The VFP operates on short vectors in a register bank. Potentialy, the VFP coprocessor could be exploited to further speed up matrix multiplication. One possibility is to stream incoming data as a four-wide stripe through an array and operate on four elements at once. Or, stream four elements at a time from a single row/column. Take a look at the VFP Math Library.

It’s not all good news, however. The VFP coprocessor is not a true single instruction, multiple data (SIMD) engine. (It’s similar to an old school short vector architecture.) It only has a single floating multiply/accumulate (FMAC) pipeline. A true SIMD would have four FMAC units. Also, computations are relatively difficult to set up and stage. Computations must be double buffered where the integer Load Store Unit (LSU) is filling one register bank while the coprocessor is performing computations in a different register bank. Further, GCC vectorization doesn’t appear to support VFP.

ARM must have gotten the message from its users. Later processors implement NEON SIMD and just enough VFP for the sake of legacy compatibility. The Beaglebone Black (ARM Cortex-A8) has NEON and I’m looking forward to trying it out. GCC vectorization supports NEON, too, and it’s a whole lot easier to let the compiler vectorize your program for you than to write vector code yourself!
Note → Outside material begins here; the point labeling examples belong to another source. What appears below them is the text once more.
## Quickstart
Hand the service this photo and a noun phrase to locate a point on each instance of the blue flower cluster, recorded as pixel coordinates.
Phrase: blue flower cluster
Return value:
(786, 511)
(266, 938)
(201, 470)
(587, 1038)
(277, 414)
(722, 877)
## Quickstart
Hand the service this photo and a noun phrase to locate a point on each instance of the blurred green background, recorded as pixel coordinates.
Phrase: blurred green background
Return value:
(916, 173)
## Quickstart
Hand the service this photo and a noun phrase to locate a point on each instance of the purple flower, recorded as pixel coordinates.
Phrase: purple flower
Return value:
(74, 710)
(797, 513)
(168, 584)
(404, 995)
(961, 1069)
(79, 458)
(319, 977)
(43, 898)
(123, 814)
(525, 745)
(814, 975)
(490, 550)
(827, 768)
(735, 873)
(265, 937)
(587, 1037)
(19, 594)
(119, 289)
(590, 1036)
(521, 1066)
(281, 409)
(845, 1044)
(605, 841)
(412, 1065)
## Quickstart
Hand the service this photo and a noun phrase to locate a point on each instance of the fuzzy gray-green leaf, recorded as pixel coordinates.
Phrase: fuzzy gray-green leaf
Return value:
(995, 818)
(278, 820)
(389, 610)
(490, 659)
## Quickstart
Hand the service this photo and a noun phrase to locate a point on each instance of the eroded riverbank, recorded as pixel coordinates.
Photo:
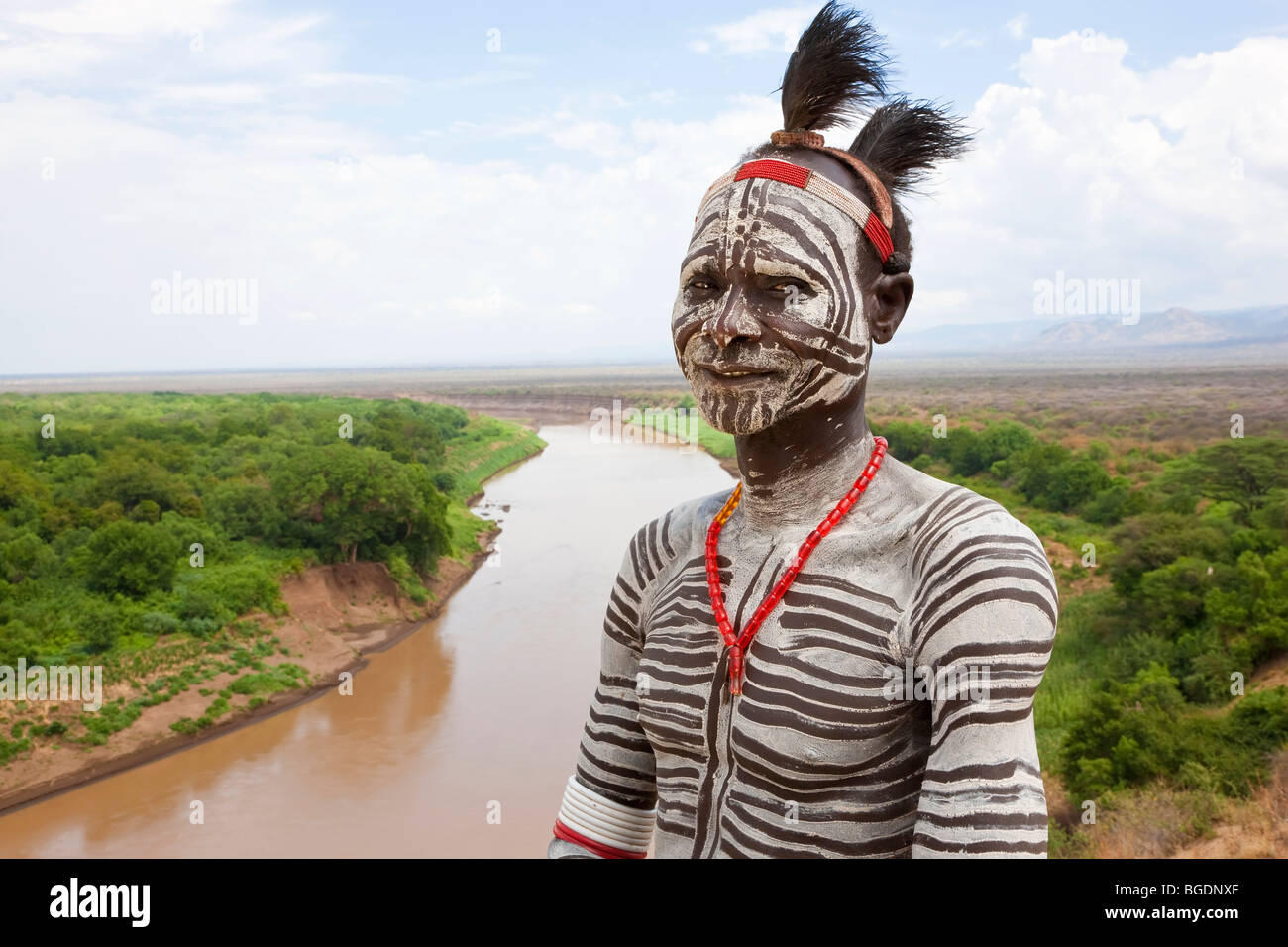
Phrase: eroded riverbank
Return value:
(339, 615)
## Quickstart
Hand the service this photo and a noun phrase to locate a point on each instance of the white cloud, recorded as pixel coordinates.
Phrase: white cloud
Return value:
(962, 38)
(369, 250)
(1102, 171)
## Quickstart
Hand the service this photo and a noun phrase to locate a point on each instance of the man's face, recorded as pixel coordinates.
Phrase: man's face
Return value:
(769, 320)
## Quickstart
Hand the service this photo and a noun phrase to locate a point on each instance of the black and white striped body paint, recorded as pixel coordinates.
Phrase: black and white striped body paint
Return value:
(833, 750)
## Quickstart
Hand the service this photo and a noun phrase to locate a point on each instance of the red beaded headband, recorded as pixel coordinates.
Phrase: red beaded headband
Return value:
(816, 184)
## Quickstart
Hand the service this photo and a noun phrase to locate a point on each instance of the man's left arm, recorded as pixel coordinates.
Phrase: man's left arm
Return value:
(984, 626)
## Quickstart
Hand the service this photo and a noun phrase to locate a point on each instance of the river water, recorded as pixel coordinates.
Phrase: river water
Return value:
(456, 741)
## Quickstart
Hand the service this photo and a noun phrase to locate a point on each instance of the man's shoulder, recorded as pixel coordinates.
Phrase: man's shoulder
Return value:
(952, 523)
(982, 574)
(681, 528)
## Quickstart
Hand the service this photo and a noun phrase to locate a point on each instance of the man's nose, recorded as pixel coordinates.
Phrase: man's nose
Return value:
(733, 321)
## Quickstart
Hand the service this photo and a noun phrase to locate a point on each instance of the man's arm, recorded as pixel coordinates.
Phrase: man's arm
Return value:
(986, 618)
(609, 804)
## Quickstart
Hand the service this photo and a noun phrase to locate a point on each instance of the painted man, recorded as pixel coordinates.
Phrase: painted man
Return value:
(838, 657)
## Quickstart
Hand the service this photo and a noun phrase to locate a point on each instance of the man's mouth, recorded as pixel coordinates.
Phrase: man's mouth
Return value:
(734, 372)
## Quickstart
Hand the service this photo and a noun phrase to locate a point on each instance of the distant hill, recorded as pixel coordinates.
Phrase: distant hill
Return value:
(1107, 335)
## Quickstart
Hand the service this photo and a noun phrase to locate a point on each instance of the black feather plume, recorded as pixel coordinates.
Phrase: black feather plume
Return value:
(837, 68)
(905, 140)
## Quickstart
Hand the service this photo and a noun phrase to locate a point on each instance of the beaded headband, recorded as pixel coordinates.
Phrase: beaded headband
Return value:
(876, 224)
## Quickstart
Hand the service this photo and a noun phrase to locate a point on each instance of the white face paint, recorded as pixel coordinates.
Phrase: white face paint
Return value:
(769, 317)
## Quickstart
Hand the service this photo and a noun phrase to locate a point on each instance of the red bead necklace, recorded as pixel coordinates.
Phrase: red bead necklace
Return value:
(737, 643)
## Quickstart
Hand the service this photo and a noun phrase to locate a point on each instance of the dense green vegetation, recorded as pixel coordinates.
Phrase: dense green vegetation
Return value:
(125, 519)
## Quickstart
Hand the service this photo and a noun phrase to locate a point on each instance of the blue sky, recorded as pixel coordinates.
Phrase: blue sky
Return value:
(477, 183)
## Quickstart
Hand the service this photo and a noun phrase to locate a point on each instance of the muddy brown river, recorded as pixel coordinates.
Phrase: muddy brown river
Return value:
(456, 741)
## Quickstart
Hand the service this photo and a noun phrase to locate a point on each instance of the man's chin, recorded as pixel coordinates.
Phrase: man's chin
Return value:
(738, 412)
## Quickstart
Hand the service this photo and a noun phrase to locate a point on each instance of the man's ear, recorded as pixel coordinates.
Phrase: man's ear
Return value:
(888, 302)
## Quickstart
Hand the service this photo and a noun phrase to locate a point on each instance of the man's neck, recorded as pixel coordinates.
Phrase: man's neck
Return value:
(795, 472)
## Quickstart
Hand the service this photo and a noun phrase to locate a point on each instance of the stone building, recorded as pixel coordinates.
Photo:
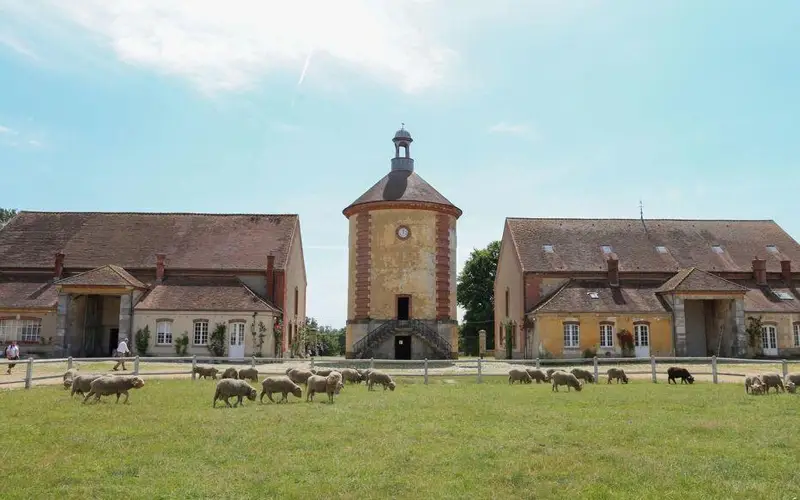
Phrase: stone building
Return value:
(75, 283)
(679, 287)
(402, 269)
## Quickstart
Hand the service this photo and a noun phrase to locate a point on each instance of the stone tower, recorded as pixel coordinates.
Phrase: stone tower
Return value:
(401, 300)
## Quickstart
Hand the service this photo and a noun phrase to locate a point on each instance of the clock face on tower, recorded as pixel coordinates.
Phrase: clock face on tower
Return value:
(403, 232)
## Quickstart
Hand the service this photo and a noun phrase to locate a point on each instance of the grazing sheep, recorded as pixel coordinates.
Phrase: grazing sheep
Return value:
(675, 372)
(68, 376)
(299, 375)
(284, 385)
(378, 377)
(538, 375)
(350, 375)
(227, 388)
(118, 384)
(83, 383)
(205, 371)
(772, 380)
(330, 385)
(582, 374)
(568, 379)
(248, 374)
(519, 375)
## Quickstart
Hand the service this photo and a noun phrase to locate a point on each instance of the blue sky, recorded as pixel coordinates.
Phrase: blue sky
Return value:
(517, 108)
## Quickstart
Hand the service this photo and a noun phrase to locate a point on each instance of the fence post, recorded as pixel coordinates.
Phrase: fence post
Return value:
(28, 373)
(653, 368)
(714, 369)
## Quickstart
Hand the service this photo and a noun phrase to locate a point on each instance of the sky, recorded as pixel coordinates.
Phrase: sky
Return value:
(545, 108)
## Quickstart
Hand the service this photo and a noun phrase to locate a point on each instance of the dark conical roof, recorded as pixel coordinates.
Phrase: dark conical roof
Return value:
(402, 186)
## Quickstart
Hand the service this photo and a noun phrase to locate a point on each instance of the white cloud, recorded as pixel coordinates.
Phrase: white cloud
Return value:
(231, 45)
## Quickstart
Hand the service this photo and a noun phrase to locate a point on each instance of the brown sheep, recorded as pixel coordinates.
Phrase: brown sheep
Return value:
(284, 385)
(227, 388)
(248, 374)
(118, 384)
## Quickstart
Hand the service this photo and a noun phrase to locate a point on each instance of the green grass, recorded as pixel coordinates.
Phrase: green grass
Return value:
(450, 439)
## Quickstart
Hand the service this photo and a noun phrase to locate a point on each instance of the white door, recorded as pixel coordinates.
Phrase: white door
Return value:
(236, 348)
(641, 341)
(769, 340)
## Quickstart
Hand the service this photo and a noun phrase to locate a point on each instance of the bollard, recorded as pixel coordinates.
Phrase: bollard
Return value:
(714, 369)
(28, 373)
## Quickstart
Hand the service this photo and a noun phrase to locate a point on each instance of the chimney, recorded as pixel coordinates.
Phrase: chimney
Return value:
(786, 272)
(613, 271)
(59, 265)
(160, 267)
(760, 271)
(271, 278)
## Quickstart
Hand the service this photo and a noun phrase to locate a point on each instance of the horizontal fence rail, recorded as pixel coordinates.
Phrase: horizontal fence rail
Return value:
(478, 368)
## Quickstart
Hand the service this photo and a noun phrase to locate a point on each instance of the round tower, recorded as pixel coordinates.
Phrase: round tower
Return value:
(401, 300)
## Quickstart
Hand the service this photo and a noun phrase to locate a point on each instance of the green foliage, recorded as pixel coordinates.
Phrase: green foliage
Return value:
(218, 341)
(142, 340)
(181, 344)
(475, 293)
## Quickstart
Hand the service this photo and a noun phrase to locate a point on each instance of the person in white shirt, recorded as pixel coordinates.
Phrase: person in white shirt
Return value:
(12, 353)
(122, 351)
The BCM2835 also has the VideoCore GPU for SIMD computation. There are a bunch of folks who are reverse engineering the GPU in order to use it for general purpose computation (GPGPU). Have it at, guys and gals!

Even if VFP is an orphan, the coprocessor has 32 registers where you can stash data. Maybe you can find a way to make use of these extra registers? Side-to-side access (integer/floating) is pretty fast.